Coroners' Advice on Maternal Deaths in the UK Frequently Overlooked, Research Shows

Recent research suggests that avoidance guidance provided by coroners after maternal deaths in the UK are not being acted upon.

Major Discoveries from the Study

Academics from a leading London university examined prevention of future deaths reports released by coroners involving expectant mothers and new mothers who died between 2013 and 2023.

The research, published in BMJ Gynecology and Obstetrics Clinical Medicine, identified 29 PFDs related to maternal deaths, but revealed that approximately 65% of these suggestions were not implemented.

Alarming Statistics and Patterns

Two-thirds of these deaths occurred in medical facilities, with over 50% of the women dying post-delivery.

The most common causes of death included:

  • Haemorrhage
  • Complications during early pregnancy
  • Suicide

Medical Examiners' Primary Concerns

Problems raised by medical examiners commonly featured:

  • Failure to provide appropriate care
  • Lack of case escalation
  • Inadequate staff training

Response Rates and Regulatory Requirements

Healthcare providers, like other professional bodies, are legally required to reply to the medical examiner within eight weeks.
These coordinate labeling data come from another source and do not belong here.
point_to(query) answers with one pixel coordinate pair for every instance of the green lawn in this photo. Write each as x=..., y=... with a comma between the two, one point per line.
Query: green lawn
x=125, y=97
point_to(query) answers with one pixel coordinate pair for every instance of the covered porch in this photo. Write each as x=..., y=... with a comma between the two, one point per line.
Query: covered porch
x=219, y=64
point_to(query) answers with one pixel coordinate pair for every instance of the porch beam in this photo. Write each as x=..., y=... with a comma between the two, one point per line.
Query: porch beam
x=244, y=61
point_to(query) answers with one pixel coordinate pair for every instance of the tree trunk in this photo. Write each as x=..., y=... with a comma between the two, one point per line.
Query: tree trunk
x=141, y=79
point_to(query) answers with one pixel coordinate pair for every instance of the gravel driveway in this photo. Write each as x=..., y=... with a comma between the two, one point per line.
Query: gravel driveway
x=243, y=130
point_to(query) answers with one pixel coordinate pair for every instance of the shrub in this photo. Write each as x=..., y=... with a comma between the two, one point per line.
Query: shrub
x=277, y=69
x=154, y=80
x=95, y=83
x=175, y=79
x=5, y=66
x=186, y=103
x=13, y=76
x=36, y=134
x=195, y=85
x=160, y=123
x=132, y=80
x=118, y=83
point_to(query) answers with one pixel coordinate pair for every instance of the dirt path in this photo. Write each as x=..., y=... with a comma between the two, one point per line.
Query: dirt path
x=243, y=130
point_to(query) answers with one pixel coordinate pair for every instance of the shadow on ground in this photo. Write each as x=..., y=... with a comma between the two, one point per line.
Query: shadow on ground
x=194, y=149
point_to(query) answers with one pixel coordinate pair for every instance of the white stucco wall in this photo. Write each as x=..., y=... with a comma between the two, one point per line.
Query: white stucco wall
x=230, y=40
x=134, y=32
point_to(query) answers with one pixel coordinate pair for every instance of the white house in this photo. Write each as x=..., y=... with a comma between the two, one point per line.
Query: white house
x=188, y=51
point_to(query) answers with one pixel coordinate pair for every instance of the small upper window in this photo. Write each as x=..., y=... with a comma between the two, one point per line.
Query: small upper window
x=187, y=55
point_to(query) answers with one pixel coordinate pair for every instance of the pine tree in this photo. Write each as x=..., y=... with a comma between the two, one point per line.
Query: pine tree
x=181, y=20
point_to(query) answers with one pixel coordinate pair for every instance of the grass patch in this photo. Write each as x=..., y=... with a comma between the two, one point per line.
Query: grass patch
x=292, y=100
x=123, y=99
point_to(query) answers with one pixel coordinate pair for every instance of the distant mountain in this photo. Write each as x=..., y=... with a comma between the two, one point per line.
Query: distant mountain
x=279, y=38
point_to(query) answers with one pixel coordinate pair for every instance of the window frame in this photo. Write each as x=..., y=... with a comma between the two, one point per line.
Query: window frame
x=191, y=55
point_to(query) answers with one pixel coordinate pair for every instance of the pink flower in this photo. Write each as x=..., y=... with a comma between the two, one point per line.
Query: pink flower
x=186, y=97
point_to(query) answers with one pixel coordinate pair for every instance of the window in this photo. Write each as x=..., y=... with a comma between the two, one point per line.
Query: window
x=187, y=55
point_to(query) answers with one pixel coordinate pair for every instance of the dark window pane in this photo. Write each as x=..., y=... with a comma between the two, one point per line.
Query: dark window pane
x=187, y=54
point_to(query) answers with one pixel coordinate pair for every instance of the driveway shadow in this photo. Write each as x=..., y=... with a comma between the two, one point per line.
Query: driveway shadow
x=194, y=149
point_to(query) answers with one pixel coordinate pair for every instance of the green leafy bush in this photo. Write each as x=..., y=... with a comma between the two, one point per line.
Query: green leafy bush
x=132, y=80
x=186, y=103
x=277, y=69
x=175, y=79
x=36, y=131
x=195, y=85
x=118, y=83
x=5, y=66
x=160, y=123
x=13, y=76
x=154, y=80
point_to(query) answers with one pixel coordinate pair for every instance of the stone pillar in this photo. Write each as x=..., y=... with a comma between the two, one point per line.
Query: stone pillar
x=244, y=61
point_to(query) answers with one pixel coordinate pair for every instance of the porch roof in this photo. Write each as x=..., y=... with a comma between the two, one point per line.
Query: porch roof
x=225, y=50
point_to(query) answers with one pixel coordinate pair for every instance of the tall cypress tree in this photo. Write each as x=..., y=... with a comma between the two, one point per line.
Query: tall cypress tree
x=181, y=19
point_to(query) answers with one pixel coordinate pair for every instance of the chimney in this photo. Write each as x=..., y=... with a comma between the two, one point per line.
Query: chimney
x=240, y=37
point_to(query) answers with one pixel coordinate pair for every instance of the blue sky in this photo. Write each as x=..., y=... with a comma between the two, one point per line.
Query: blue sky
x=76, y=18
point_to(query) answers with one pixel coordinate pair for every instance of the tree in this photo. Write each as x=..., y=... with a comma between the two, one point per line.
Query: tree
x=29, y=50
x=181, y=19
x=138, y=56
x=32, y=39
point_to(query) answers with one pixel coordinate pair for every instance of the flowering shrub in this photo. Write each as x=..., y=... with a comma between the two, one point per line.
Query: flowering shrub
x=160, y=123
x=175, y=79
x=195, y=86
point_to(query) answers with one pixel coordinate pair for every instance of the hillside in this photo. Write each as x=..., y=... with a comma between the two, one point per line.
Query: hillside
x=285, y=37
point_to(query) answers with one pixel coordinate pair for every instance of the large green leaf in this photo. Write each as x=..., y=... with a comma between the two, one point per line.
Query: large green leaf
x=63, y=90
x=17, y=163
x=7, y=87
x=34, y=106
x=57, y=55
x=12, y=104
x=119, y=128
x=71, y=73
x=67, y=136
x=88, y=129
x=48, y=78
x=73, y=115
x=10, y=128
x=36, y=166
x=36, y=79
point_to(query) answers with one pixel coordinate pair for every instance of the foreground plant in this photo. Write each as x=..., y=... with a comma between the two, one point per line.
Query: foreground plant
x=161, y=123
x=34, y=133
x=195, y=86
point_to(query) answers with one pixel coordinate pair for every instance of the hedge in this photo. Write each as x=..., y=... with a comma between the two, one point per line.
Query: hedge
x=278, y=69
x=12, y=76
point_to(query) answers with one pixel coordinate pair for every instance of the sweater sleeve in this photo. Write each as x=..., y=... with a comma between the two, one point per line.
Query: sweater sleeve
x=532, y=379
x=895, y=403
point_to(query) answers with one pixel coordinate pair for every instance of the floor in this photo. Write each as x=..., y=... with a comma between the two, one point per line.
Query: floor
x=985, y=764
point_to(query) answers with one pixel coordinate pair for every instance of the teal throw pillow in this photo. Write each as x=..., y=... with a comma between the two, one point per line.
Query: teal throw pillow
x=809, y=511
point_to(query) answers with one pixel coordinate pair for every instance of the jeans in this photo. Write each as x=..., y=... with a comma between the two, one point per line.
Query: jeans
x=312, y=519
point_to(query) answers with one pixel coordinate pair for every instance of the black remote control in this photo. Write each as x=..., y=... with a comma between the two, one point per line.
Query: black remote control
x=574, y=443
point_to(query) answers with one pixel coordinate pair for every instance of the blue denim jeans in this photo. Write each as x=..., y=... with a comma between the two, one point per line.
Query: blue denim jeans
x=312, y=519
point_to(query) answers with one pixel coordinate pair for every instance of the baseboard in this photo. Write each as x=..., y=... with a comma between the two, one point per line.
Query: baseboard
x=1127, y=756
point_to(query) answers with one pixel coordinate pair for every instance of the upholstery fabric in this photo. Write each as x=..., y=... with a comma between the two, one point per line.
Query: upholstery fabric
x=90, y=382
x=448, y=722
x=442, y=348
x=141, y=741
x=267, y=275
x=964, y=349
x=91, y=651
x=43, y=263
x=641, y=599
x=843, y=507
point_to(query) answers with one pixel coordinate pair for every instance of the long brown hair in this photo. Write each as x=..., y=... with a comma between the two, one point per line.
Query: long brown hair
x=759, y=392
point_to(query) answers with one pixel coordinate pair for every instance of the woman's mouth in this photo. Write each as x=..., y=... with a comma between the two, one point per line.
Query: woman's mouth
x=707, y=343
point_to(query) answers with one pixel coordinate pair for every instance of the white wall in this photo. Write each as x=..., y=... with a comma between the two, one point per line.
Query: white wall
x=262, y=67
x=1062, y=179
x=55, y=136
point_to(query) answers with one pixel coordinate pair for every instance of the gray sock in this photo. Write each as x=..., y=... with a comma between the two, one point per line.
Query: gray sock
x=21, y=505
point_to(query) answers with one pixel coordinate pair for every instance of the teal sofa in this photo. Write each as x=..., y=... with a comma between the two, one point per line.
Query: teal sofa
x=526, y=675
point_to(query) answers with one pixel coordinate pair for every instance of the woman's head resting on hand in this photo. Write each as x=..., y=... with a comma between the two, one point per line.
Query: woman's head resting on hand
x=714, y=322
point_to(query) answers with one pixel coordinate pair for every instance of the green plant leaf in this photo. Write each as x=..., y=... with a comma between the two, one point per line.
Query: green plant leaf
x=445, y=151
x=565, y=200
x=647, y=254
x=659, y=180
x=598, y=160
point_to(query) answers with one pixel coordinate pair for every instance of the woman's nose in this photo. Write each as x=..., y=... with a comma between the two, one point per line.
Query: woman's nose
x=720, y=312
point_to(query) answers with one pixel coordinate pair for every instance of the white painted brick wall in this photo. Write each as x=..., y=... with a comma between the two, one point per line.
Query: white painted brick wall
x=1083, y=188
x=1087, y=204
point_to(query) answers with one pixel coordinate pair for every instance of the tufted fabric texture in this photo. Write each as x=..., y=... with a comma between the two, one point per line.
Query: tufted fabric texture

However, the study found that only 38% of PFDs had publicly available replies from the institutions they were addressed to.

Global and Local Perspective

Based on latest figures from the World Health Organization, approximately 260,000 women passed away during and after pregnancy and childbirth, even though the majority of these instances could have been prevented.

While the vast majority of maternal deaths happen in lower and middle-income countries, the danger of maternal death in developed nations is on average ten per hundred thousand births.

In the UK, the maternal death rate for 2021/23 was 12.82 per 100,000 births.

Expert Perspective

"The concerns of parents and expectant individuals must be taken seriously," commented the lead author of the research.

The researcher stressed that PFDs should be incorporated as part of the upcoming independent investigation into NHS maternity and neonatal care to guarantee that the identical mistakes and deaths do not happen repeatedly.

Personal Tragedy Highlights Widespread Problems

One relative described their experience: "Postnatal mental health issues can be life-threatening if not handled swiftly and properly."

They continued: "Unless insights aren't being understood then it's probable other mothers are being missed by the system."

Formal Response

A spokesperson from the national maternity investigation said: "The objective of the independent investigation is to identify the systemic issues that have caused negative results, including deaths, in maternal healthcare."

A government health department official described the inability of institutions to reply quickly to PFDs as "unreasonable."

They stated: "Authorities are taking immediate action to enhance security across maternal healthcare, including through sophisticated tracking technology and programmes to prevent brain injuries during childbirth."

Katherine Allison
Katherine Allison

A productivity consultant and writer with over a decade of experience in workplace optimization and time management strategies.